Un affare di famiglia
Ambientato in Giappone
Regia e sceneggiatura di Hirokazu Kore-Eda. Giappone, durata 120 minuti.
Siamo in Giappone, ai giorni nostri: in una piccola casetta, all’interno di una grande città, vive la coppia Osamu (operaio) e Nobuyo (dipendente in una lavanderia). Insieme a loro vi è la nonna, la figlia adolescente e il figlio più piccolo, Shota. Talvolta Osamu compie qualche furtarello al supermercato poiché i salari non bastano per vivere. Un giorno, tornando dal negozio dove hanno rubato qualche cosa, Osamu e Shota trovano per strada una bambina che appare maltrattata e abbandonata e Osamu decide di accoglierla in casa sua. Tutto sembra scorrere come sempre per questa famiglia, un imprevisto porterà a galla alcuni segreti.

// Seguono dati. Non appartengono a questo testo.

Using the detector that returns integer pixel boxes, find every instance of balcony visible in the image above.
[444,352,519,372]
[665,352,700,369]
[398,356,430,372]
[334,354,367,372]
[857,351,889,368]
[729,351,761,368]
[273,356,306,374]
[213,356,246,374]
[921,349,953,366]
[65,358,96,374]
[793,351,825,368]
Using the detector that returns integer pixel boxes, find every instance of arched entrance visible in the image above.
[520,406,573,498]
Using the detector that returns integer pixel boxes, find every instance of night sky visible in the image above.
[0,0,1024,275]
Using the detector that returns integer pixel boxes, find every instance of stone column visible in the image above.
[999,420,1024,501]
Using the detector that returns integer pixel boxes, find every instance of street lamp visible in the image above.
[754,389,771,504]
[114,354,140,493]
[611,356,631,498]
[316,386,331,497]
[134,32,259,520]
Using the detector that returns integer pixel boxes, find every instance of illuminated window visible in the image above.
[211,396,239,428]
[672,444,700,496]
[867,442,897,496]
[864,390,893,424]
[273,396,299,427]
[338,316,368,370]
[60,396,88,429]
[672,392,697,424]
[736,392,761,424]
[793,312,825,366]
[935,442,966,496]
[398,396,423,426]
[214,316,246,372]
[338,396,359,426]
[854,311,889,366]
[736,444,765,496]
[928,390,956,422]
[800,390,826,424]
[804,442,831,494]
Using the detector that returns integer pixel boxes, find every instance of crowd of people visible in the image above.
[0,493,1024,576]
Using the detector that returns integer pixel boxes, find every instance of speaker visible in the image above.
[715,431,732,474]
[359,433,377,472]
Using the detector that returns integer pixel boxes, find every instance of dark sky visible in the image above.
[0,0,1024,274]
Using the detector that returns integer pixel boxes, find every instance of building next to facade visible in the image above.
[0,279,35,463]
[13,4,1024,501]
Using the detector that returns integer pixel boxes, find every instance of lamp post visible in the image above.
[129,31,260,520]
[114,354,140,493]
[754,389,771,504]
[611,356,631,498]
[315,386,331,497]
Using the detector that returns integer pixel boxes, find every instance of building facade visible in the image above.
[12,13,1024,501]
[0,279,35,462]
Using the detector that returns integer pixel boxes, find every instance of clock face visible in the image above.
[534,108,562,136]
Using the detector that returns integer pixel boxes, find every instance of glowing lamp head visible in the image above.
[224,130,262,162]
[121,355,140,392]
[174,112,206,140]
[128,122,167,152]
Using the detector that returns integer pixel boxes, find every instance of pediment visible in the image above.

Vincitore della Palma d’Oro a Cannes di quest’anno, il regista giapponese gira un film giocato su più registri. Da una parte, Kore-Eda ci dà un ritratto di un nucleo familiare che, aldilà delle ristrettezze, riesce comunque a trovare calore in se stesso, ma dall’altra parte ciò che mostra, soprattutto, è l’emarginazione di molta gente, anche nel ricco Giappone. Dimentichiamo perciò l’immagine del Giappone delle grandi città con grattacieli, luoghi sofisticati, in cui tutti si muovono in un vortice aziendale o immagini Zen; qui ci troviamo nella zona suburbana dove vivono i poveri, dove i protagonisti si muovono in interni piuttosto angusti, e solo raramente si permette una gita sulla spiaggia. Il racconto può far pensare a certe periferie e a racconti di Dickens (dati le varie forme di espedienti a cui vengono allevati i figli), ma forse il riferimento più importante va alla cinematografia neorealista. E’ comunque un’opera che muove alle risate e alla commozione, che suggerisce molte riflessioni dal punto di vista morale. Naturalmente, “Un affare di famiglia” è rivolto soprattutto ad un pubblico preparato.